I am seriously at my breaking point. I have had enough of everything!!! If it weren't for a sense of responsibility, I would take a vacation all by myself, turn off my phone and just disappear for a bit. I do everything I can to help everyone else, making their lives a little easier, and all I seem to get is more stress! Apparently, by trying to help everyone, I have prevented others from being able to function on their own without having to turn to me for guidance on everything. If I am not pushing, it's not going to get done...at least not in a timely manner. It's irritating. I have always said, "a lack of preparation on your part, does not constitute an emergency on mine." Apparently, because I am home all the time, I have all the time in the world to cater to everyone else's needs, wants, and issues. By taking all this on, I have not been able to do anything that I want to do or enjoy. I have not built any furniture in nearly 2 years, I have taken any pictures really in about as long. I've missed 3 veteran coffee meetings due to illnesses and demands here. I'm tired, mentally/physically & emotionally!!!  I'm trying to find solid ground but I'm just not. I'd break down and cry if I could....but I can't cry for some reason. I am so far beyond overwhelmed that I just get angrier instead of calming down. I'm tired of being told one thing and finding out the opposite has happened....or nothing is being done. I know a lot of my frustration comes into play over my own expectations. I know what I do and will do, and when others neglect to do things, it hurts me...rather than deal with hurt, it turns to anger. 

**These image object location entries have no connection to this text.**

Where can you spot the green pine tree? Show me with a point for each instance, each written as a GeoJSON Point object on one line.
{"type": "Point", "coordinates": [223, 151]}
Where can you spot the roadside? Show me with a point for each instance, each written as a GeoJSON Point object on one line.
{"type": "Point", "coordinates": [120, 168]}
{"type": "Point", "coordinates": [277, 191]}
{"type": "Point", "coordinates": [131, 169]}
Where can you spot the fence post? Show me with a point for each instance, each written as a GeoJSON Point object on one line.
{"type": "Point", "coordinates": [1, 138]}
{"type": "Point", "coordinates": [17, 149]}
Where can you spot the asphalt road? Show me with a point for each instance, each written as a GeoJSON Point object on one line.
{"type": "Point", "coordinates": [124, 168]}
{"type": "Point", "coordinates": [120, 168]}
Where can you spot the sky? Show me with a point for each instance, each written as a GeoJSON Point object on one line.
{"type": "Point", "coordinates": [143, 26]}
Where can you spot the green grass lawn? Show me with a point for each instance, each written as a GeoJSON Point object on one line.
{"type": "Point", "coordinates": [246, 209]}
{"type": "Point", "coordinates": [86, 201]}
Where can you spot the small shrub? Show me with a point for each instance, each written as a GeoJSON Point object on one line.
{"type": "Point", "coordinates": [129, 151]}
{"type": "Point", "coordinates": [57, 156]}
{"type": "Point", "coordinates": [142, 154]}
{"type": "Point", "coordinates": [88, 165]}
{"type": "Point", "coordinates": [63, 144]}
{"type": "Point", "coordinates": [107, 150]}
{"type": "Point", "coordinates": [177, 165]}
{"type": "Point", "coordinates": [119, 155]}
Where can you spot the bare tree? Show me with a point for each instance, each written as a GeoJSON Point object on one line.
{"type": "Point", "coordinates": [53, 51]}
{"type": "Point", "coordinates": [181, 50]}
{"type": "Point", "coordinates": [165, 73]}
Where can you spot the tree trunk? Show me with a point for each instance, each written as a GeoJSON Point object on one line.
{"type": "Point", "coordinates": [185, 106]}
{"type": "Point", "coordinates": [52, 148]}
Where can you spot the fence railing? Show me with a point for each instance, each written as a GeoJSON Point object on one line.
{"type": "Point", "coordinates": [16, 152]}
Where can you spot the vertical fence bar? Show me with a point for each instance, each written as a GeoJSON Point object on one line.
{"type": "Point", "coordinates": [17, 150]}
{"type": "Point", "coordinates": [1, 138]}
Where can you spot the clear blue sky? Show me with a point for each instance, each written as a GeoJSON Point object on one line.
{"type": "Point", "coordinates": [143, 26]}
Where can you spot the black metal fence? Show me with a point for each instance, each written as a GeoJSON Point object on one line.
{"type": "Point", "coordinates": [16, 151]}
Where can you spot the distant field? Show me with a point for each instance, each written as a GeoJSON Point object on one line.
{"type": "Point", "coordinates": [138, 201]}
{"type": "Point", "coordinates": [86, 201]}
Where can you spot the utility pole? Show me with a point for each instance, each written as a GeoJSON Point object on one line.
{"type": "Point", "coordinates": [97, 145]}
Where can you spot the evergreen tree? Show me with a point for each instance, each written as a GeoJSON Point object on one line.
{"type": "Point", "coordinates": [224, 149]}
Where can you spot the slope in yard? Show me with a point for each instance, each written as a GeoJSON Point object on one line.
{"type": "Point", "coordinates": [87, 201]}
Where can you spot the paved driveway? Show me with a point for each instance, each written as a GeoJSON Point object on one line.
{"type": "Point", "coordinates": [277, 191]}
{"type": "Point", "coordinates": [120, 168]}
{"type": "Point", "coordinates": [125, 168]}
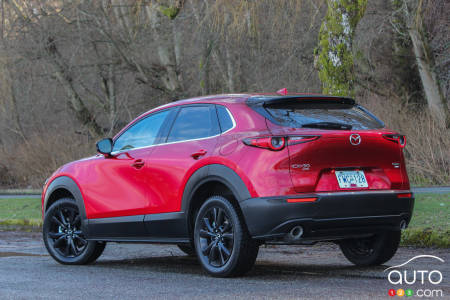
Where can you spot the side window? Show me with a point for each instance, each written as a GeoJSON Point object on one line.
{"type": "Point", "coordinates": [226, 123]}
{"type": "Point", "coordinates": [141, 134]}
{"type": "Point", "coordinates": [194, 122]}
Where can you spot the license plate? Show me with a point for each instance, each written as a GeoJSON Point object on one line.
{"type": "Point", "coordinates": [351, 179]}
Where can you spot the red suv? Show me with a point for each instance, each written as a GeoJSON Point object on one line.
{"type": "Point", "coordinates": [220, 175]}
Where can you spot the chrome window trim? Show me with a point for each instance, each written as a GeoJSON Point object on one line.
{"type": "Point", "coordinates": [170, 143]}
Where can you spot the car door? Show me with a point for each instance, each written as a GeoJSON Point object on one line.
{"type": "Point", "coordinates": [189, 144]}
{"type": "Point", "coordinates": [118, 185]}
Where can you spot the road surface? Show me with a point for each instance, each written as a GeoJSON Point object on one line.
{"type": "Point", "coordinates": [135, 271]}
{"type": "Point", "coordinates": [417, 190]}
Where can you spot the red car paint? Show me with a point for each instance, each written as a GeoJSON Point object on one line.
{"type": "Point", "coordinates": [152, 180]}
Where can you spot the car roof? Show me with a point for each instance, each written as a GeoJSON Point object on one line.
{"type": "Point", "coordinates": [252, 97]}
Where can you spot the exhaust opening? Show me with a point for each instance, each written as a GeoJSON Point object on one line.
{"type": "Point", "coordinates": [296, 232]}
{"type": "Point", "coordinates": [403, 225]}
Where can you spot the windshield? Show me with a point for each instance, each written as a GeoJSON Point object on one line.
{"type": "Point", "coordinates": [326, 115]}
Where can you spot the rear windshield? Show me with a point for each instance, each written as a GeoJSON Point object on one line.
{"type": "Point", "coordinates": [307, 114]}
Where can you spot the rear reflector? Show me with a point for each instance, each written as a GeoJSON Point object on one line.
{"type": "Point", "coordinates": [405, 195]}
{"type": "Point", "coordinates": [297, 200]}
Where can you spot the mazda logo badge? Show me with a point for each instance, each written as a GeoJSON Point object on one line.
{"type": "Point", "coordinates": [355, 139]}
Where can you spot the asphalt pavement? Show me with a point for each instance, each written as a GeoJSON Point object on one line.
{"type": "Point", "coordinates": [142, 271]}
{"type": "Point", "coordinates": [417, 190]}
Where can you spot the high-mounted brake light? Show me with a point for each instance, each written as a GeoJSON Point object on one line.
{"type": "Point", "coordinates": [300, 139]}
{"type": "Point", "coordinates": [396, 138]}
{"type": "Point", "coordinates": [282, 92]}
{"type": "Point", "coordinates": [274, 143]}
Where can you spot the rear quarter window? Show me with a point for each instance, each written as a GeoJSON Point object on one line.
{"type": "Point", "coordinates": [194, 122]}
{"type": "Point", "coordinates": [225, 121]}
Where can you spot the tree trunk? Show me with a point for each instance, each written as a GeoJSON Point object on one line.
{"type": "Point", "coordinates": [166, 51]}
{"type": "Point", "coordinates": [334, 57]}
{"type": "Point", "coordinates": [432, 90]}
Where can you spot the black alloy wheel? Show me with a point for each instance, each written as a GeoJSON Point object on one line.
{"type": "Point", "coordinates": [222, 242]}
{"type": "Point", "coordinates": [63, 235]}
{"type": "Point", "coordinates": [216, 237]}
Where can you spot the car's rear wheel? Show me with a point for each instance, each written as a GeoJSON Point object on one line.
{"type": "Point", "coordinates": [375, 250]}
{"type": "Point", "coordinates": [222, 242]}
{"type": "Point", "coordinates": [64, 238]}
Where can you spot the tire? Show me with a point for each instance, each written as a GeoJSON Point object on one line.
{"type": "Point", "coordinates": [371, 251]}
{"type": "Point", "coordinates": [222, 242]}
{"type": "Point", "coordinates": [64, 238]}
{"type": "Point", "coordinates": [187, 249]}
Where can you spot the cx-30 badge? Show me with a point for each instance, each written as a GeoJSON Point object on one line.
{"type": "Point", "coordinates": [355, 139]}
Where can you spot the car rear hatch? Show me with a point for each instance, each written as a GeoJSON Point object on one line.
{"type": "Point", "coordinates": [335, 145]}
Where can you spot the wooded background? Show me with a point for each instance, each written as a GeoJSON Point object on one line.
{"type": "Point", "coordinates": [74, 71]}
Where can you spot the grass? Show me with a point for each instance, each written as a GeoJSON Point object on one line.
{"type": "Point", "coordinates": [20, 212]}
{"type": "Point", "coordinates": [429, 227]}
{"type": "Point", "coordinates": [430, 224]}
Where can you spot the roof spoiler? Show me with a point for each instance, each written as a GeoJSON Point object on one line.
{"type": "Point", "coordinates": [258, 103]}
{"type": "Point", "coordinates": [267, 100]}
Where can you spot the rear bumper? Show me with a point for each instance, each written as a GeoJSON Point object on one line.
{"type": "Point", "coordinates": [332, 216]}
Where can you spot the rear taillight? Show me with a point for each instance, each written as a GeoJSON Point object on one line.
{"type": "Point", "coordinates": [396, 138]}
{"type": "Point", "coordinates": [300, 139]}
{"type": "Point", "coordinates": [301, 200]}
{"type": "Point", "coordinates": [404, 195]}
{"type": "Point", "coordinates": [277, 143]}
{"type": "Point", "coordinates": [274, 143]}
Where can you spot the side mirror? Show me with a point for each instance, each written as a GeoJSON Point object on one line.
{"type": "Point", "coordinates": [104, 146]}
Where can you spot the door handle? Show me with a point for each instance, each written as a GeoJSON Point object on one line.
{"type": "Point", "coordinates": [196, 155]}
{"type": "Point", "coordinates": [138, 163]}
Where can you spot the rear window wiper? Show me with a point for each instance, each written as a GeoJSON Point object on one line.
{"type": "Point", "coordinates": [328, 125]}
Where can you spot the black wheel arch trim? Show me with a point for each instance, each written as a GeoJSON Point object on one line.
{"type": "Point", "coordinates": [214, 172]}
{"type": "Point", "coordinates": [68, 184]}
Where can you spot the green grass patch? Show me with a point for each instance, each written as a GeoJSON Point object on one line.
{"type": "Point", "coordinates": [26, 208]}
{"type": "Point", "coordinates": [429, 227]}
{"type": "Point", "coordinates": [20, 213]}
{"type": "Point", "coordinates": [430, 224]}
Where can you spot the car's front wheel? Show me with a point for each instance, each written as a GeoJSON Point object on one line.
{"type": "Point", "coordinates": [375, 250]}
{"type": "Point", "coordinates": [222, 242]}
{"type": "Point", "coordinates": [63, 236]}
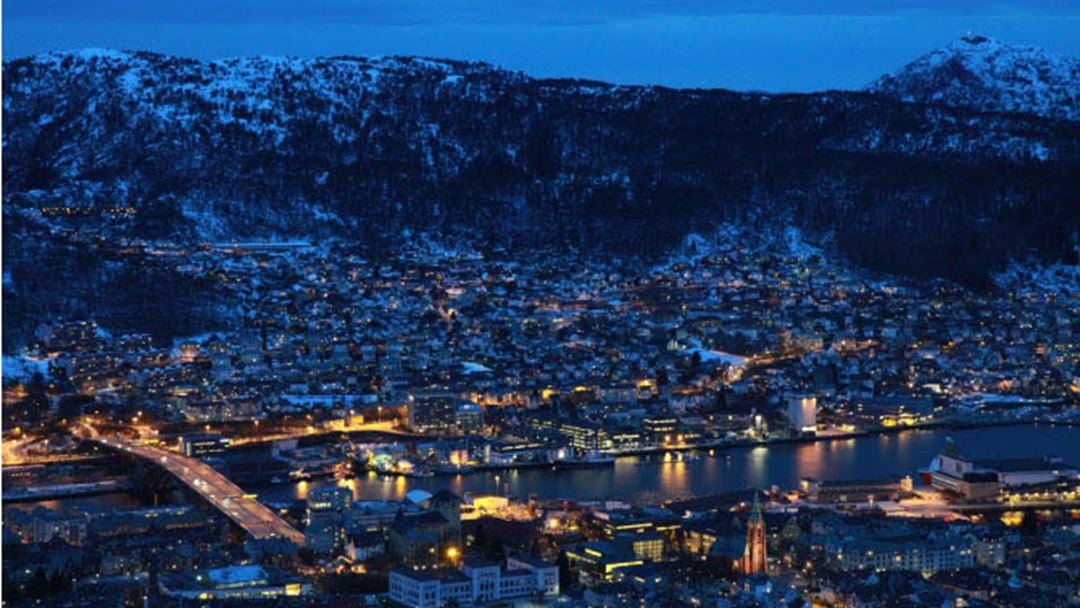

I am someone, even if it has been buried for a long time, that wants to celebrate everything. From little accomplishments to big, holidays, birthdays...everything. I truly believe life should be a celebration. However, I have become pretty jaded over the years. Even though I try to celebrate holidays and birthdays still, I have neglected everything else. You get tired of being told it's stupid, a waste of time, why bother, etc. If that is how you feel, fine. It's no one else's problem to deal with but you. I've heard it all. Over the years, I've allowed these thoughts to enter into my own thoughts...and sadly, some have taken hold. I'm a strong person, I was raised to be. I was raised to be self-dependent. When you depend on others, you allow for others to have control over you. So, no one has ever fully been let into my entire being. Some have gotten deeper than others but I can't say there is a single person that knows all there is to know about me. To me that is sad, but it is what it is. A few that I allowed to get closer have let me down or disappointed my trust; so they are just completely removed from my life. As I said, I'm tired. 


I could go on and on about so much irritation in my own life at the moment. I need to take a step back, reevaluate and find a new path. What I've been doing is no longer working. I believe the coming weeks will be about finding some form of balance, somehow. Until then, I encourage you all to use some sense, some common courtesies, some common sense and some compassion.